More importantly, I am amazed with how he engages over 1,000 students in class for almost an hour each time by effectively facilitating discussion! I learnt a lot from watching his video. Let me detail out my observation with one of the episode:
This episode is his first class of the series where he introduced ‘moral reasoning’ e.g. Consequentialism. A lecture on this topic could be boring. However, the Professor made it lively and engaging. Here are what I learnt from this episode (watch 02:00 to 10:00 on the video above)
- Story – Instead of theories, he started the class with short and simple stories e.g. the 5 workers on the track. And he built the discussion based on these, which then eventually led to the planned learning on moral reasoning.
- Non-verbal response first – He was very conscious to get the students to talk. He often started by first asking them to take position against an easy-to-understand close-ended question e.g. ‘Please raise your hand if you choose to turn the wheel’. Only after such warming-up and commitment demonstrated (Cialdini Principle here), he invited view from the floor.
- Pit-ball Discussion – He got the students to respond to each other rather by himself. There were a few powerful questions he often used – ‘OK, who has a reply?’ and ‘Do you want to reply?’
- Use names – He involved the students even more by using names. He often asked for names, and then facilitated discussion by asking question like ‘Let me ask you this question? Andrew.’
- Paraphrase – He often summarized the students’ view before moving on.
- Giving recognition – Whilst it would be rather scary to speak in front of 1,000 people, he encouraged participation by recognizing those who spoke up e.g. ‘It is a hard question. You did very well’ and ‘That’s a brave answer. Thank You!’, etc
- Powerful question – Other than the above, I like his ‘Who else?’ question a lot as well.

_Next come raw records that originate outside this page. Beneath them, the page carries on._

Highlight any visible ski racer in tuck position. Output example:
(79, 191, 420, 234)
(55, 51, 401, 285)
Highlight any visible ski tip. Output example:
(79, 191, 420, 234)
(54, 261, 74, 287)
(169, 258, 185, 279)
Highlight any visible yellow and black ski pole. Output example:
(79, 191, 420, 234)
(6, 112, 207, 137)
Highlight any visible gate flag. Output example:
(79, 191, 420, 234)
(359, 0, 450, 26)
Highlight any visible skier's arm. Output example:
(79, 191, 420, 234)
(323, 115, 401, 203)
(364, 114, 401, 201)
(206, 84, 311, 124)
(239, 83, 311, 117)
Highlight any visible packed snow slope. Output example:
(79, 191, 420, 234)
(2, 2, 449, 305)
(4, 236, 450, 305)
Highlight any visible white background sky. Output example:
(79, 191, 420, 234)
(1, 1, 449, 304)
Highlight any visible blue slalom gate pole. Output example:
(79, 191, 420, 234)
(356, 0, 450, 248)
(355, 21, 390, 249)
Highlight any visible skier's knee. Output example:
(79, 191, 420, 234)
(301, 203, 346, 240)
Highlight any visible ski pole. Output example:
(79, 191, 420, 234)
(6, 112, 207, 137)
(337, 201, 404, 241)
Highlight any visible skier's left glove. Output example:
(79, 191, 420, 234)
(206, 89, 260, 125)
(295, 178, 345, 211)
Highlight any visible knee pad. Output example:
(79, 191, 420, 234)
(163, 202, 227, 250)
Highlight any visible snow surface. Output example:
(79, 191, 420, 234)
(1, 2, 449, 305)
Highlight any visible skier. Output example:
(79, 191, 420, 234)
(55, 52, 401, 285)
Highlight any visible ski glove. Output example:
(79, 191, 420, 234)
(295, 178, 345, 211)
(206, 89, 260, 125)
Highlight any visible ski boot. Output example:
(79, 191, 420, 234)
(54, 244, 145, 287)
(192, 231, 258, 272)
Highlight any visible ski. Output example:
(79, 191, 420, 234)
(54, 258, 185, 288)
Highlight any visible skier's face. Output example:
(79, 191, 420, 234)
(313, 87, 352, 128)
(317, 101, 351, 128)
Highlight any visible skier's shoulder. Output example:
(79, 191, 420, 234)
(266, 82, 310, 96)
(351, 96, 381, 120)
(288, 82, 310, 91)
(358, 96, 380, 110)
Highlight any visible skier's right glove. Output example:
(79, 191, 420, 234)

It is just unbelievable how the Professor can turn such potentially-boring subject into engaging sessions. There is always someone who told me that they could not present or train well because his or her topic is boring by nature. I would recommend him / her to watch Sandel’s videos. What stops us from being half as good as what he does?
In addition, I find it beneficial to watch them before I facilitate session. The videos made me unconsciously facilitate more, rather than tell!
I wish one day I could attend Sandel’s speech live.